Les documents sont arrivés au Service des Archives du Parlement européen à travers différents et successifs versements sur sollicitation du Service lui-même ou par nécessité d'espace dans les bureaux des fonctionnaires. L'absence de règlements contraignants concernant le traitement des documents a entrainé l’analyse des seuls documents officiels afin de les rendre disponibles aux fonctionnaires dans des délais plus brefs. Le service devait en effet répondre à des sollicitations plus proches à un centre de documentation qu'à un véritable Service d'Archives. Les documents préparatoires, les notes, etc. ont eu un traitement et un classement limité par grands thèmes.

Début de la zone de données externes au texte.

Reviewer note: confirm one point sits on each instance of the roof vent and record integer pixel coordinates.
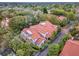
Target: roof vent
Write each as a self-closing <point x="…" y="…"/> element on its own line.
<point x="29" y="32"/>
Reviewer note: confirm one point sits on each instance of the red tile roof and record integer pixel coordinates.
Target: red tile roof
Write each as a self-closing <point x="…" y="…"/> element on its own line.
<point x="71" y="48"/>
<point x="41" y="28"/>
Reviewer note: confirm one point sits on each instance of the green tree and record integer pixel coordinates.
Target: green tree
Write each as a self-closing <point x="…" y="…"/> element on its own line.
<point x="17" y="23"/>
<point x="71" y="16"/>
<point x="53" y="50"/>
<point x="21" y="48"/>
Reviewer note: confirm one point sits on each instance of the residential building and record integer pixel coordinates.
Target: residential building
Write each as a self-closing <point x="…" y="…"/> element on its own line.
<point x="39" y="33"/>
<point x="71" y="48"/>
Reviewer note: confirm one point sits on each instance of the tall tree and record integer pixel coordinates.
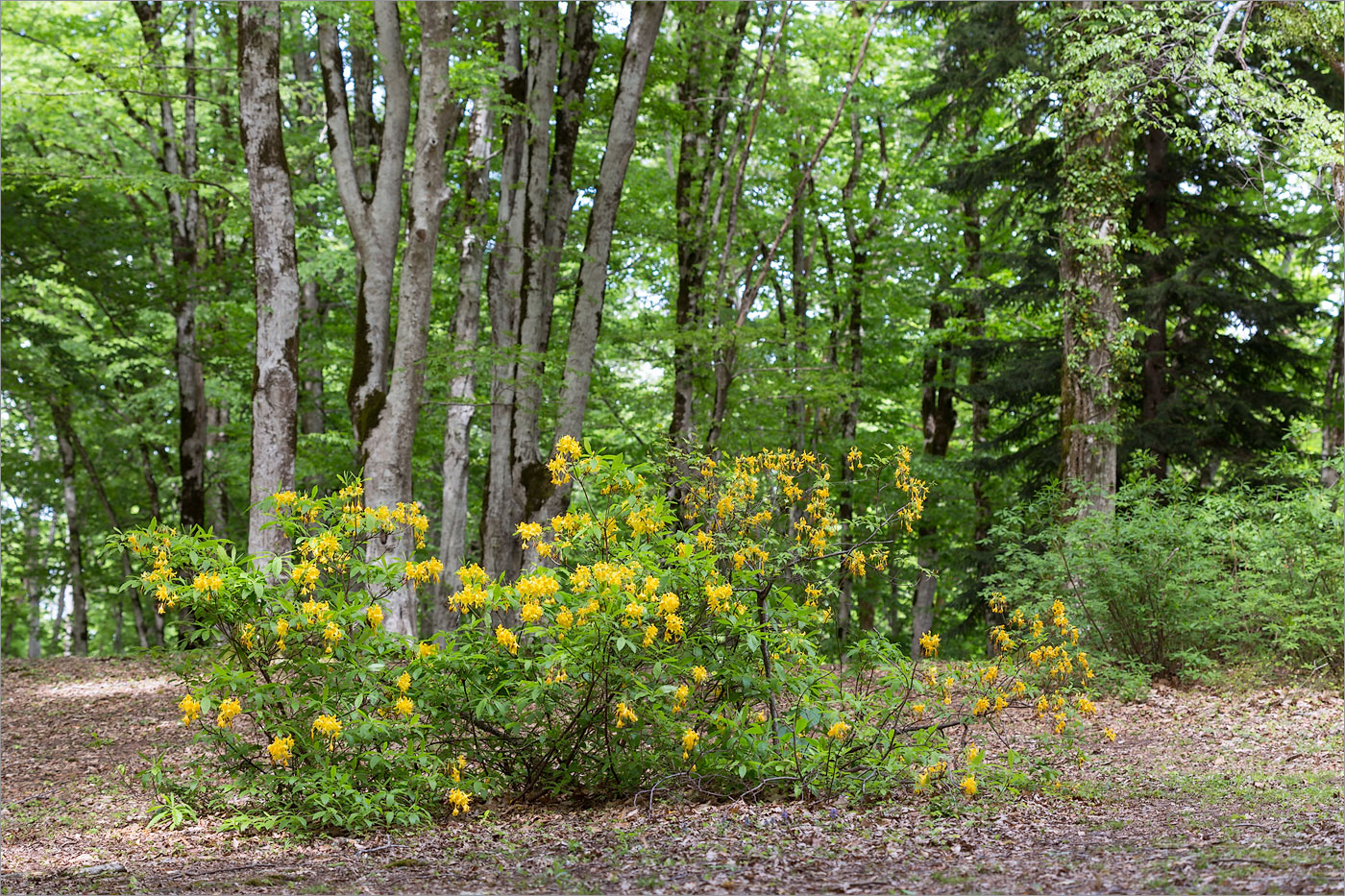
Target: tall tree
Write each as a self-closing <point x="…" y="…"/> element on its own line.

Les archivistes, à l'occasion de la réorganisation du fonds, ont dû rapatrier les documents déposés à Florence, reconstruire l'activité de l'Assemblée et, sur cette base, constituer les dossiers d'affaires qui représentaient chaque procédure législative. Le fonds d'archives reflète le résultat du travail de reconstruction proposé par les archivistes, qui ont étudié les usages et coutumes de l'Assemblée, les procédures, le règlement interne, les documents et la bibliographie afin d'obtenir une structure du fonds la plus proche de celle qui avait été produite par les créateurs des documents.

Legal Status Notes

Versement effectué en application du contrat de dépôt en date du 17.12.1984.